Rote Sterne über dem Pentagon

Spektakuläre Open-Sky-Operation - Deutschland beschafft wieder Überwachungsflugzeug

  • René Heilig
  • Lesedauer: 3 Min.

Am Mittwochnachmittag überflog eine dreistrahlige Maschine die US-Hauptstadt. Man sah sie über dem Pentagon, über den Gebäuden des Kongresses. Sie donnerte über das Weiße Haus. Später registrierte man das Flugzeug über Bedminster, wo Präsident Donald Trump gerade Urlaub macht. Auch über dem dortigen Golf Club im US-Bundesstaat Virginia, über der Präsidentenranch Camp David, dem Regierungsbunker in Mount Weather und dem US-Luftwaffenstützpunkt Andrews, wo die US-Präsidentenflugzeuge stationiert sind, kreuzte der Jet auf.

Normalerweise wäre höchste Alarmstufe ausgerufen worden, Air Force-Abfangjäger wären aufgestiegen, hätten das Flugzeug abgedrängt und zur Landung gezwungen - in einem Stück oder in Einzelteilen. Zumal das Flugzeug, das die gesperrten Lufträume durchquerte, dem russischen Militär gehört. Doch nichts geschah.

Der Flug der TU-154M war höchst legal und angemeldet. Als Teil des Open-Sky-Vertrages, der 1992 in Helsinki von 27 Mitgliedstaaten der Organisation für Sicherheit und Zusammenarbeit in Europa (OSZE) unterzeichnet worden war. Man wollte damals durch gegenseitige Beobachtungsflüge Transparenz herstellen. Um Vertrauen zu schaffen. Für die Maschinen und die installierte Überwachungstechnik gelten Standards. Und bei Flügen über fremden Territorien sind immer Offiziere des gastgebenden Landes an Bord.

Der Gedanke war nicht neu. Bereits 1955 hatte der damalige US-Präsident Dwight D. Eisenhower ein solches Programm vorgeschlagen. Doch erst als Mitte der 80er Jahre langsam Tauwetter zwischen den militärischen Blöcken einsetzte, kam der Vorschlag wieder auf den Tisch.

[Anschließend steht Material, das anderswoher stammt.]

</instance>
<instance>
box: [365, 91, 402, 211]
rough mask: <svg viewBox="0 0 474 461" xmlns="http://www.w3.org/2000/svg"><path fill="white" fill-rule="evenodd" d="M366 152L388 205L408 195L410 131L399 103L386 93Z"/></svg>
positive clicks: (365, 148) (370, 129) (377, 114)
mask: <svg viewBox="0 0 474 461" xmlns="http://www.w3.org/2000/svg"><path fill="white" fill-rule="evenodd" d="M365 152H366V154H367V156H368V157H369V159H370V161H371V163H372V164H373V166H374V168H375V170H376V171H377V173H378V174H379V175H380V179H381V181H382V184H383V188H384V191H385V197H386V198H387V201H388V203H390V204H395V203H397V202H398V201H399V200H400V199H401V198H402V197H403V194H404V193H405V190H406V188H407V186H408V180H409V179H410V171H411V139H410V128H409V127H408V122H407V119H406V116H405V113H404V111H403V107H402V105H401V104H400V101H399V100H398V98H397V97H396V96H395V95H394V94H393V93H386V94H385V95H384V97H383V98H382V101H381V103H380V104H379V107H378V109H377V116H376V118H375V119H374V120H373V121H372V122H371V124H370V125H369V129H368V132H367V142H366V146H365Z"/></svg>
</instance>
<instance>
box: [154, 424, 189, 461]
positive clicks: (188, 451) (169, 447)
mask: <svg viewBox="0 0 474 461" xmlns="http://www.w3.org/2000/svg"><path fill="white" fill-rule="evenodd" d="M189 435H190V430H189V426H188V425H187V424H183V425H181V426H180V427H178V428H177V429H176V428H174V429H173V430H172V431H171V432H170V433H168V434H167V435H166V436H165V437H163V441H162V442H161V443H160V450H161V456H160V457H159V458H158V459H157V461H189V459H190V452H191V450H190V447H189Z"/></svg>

Damals hatten beide deutsche Staaten ein großes Interesse an solchen Open-Sky-Flügen. Das änderte sich, nachdem die beiden Deutschlands zu einem verschmolzen. Damals betrieb die Bundesrepublik eine Maschine, die der jetzt in Washington beobachteten Tupolew baugleich war. Sie stammte aus dem Bestand der NVA-Regierungsfliegerstaffel. Doch beim Transport der deutschen Teilnehmer einer Regatta im südafrikanischen Kapstadt stieß die Tupolew mit einer US-Transportmaschine zusammen. 24 Menschen an Bord der TU und neun Besatzungsmitglieder der Starlifter-Maschine kamen dabei um.

Es gab zwar noch eine zweite TU-154M im Bestand der Bundeswehr, die man hätte umrüsten können, doch man entschied sich dafür, sie nach Bulgarien zu verkaufen. Open Sky war angesichts der grassierenden Entspannungspolitik in Europa plötzlich nicht mehr so wichtig. Im Jahr des Absturzes wurde die NATO-Russland-Grundakte unterzeichnet, alle glaubten, dass sie ohne solche legalen Spionagemöglichkeiten auskommen. Das Auswärtige Amt, das die Operationen politisch verantwortet und das Verteidigungsministerium, das die technisch-personelle Seite realisieren soll, konnten sich nicht einigen. Knappe Kassen waren ein weiterer Grund, sich nicht erneut um eine Open-Sky-Maschine zu bemühen.

Das rächte sich. Denn gerade in Zeiten neuer Zuspitzung der politischen und militärischen Verhältnisse in Europa wäre Open Sky wieder ein Instrument der Zusammenarbeit. Man behalf sich, indem man die Technik von Verbündeten mit nutzte. Doch auch deren Ausrüstungen sind verschlissen. So beschloss die Bundesregierung Ende vergangenen Jahres die Beschaffung eines Airbus A319CJ plus Überwachungstechnik. 60 Millionen Euro gab das Parlament frei. Das reichte für den Kauf eines gebrauchten Jets, der dem Volkswagen-Konzern gehörte. Ab 2019 soll der Airbus eingesetzt werden.

Zur Zeit sind 34 Staaten Mitglieder des »Open-Sky-Clubs«, doch nur zehn Staaten betreiben eigene Überwachungsflugzeuge. Aktuell interessant ist vor allem die Mitgliedschaft von Frontstaaten wie die Ukraine und die Türkei.